Gemini Omni Flash
Google · Gemini Omni
Google's first Gemini Omni model for multimodal video creation and conversational video editing.
Overview
Freshness note: Video-model capabilities, rollout timing, and pricing can change quickly. This profile is a point-in-time snapshot last verified on May 24, 2026.
Gemini Omni Flash is the first model in Google’s Gemini Omni family. Google introduced it at I/O 2026 as a model that can create video from mixed inputs: text, images, video, and audio. The main product idea is to combine Gemini reasoning with creative video generation and editing, so users can start from existing references and refine the output through conversation.
At launch, Gemini Omni Flash is rolling out through the Gemini app, Google Flow, YouTube Shorts, and the YouTube Create app. Google says developer and enterprise API access is coming in the following weeks, so this Signal Lens entry marks apiAccess: false until public API details are available.
Capabilities
Gemini Omni Flash is designed for video creation and video editing rather than text chat. Google highlights several workflow patterns:
- conversational video editing where each instruction builds on previous edits
- reference-driven generation from images, text, video, and audio
- physics-aware and knowledge-grounded scene generation
- short explainers and visual transformations from compact prompts
- support for user-owned avatar-style video generation in controlled product surfaces
Google says the Omni family starts with video and will add other output modalities such as image and audio over time.
Technical Details
This is a video-native model, so token-style context and output fields are stored as 0 in Signal Lens and should be treated as N/A in model comparisons.
Current public anchors:
- First model in the Gemini Omni family
- Current model name: Gemini Omni Flash
- Initial output mode: video
- Input references: text, images, video, and audio
- Product rollout: Gemini app, Google Flow, YouTube Shorts, YouTube Create
- API rollout: announced as coming in the following weeks
- SynthID watermarking applies to generated videos
Pricing & Access
Google has not published Gemini Omni Flash API pricing in the checked public sources. Current access is through supported Gemini and Google creative-product surfaces:
- Gemini app for supported Google AI Plus, Pro, and Ultra subscribers
- Google Flow
- YouTube Shorts
- YouTube Create app
Because API access and pricing are not yet public, production developers should not design around Gemini Omni Flash until Google publishes model IDs, limits, pricing, and availability terms.
Best Use Cases
Use Gemini Omni Flash for early creative exploration, video transformations, social clip ideation, reference-driven visual drafts, and explainers where conversational editing is more useful than one-shot video generation.
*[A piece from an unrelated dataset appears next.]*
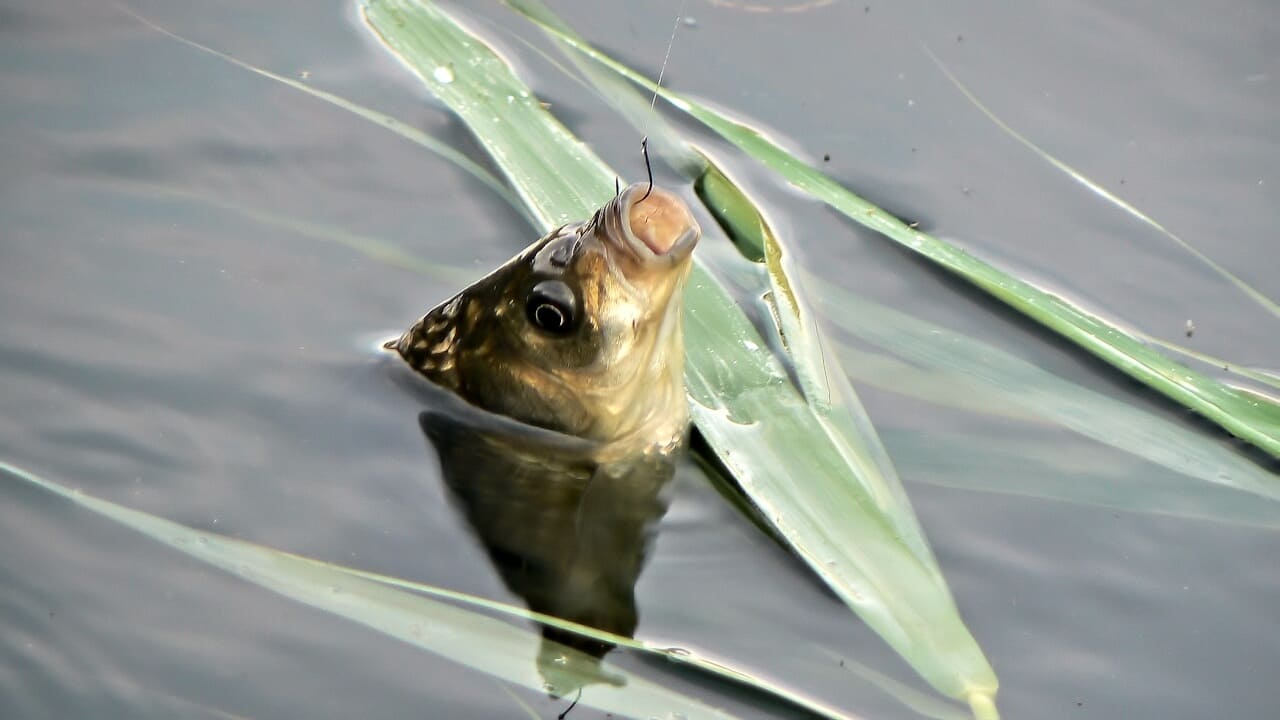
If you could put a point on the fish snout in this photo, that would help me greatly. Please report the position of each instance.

For developer API work today, compare against Veo 3.1, Sora 2, or grok-imagine-video, all of which have clearer current API paths in this repo.
Comparisons
- Veo 3.1 (Google): Current Google API video route with published preview pricing; Omni Flash is the newer conversational multimodal creation lane.
- Nano Banana Pro (Google): Gemini-native image generation/editing; Omni Flash focuses first on video.
- Sora 2 (OpenAI): OpenAI video generation route with a different product ecosystem and API posture.
- Grok Imagine Video (xAI): xAI API video route with published per-second pricing.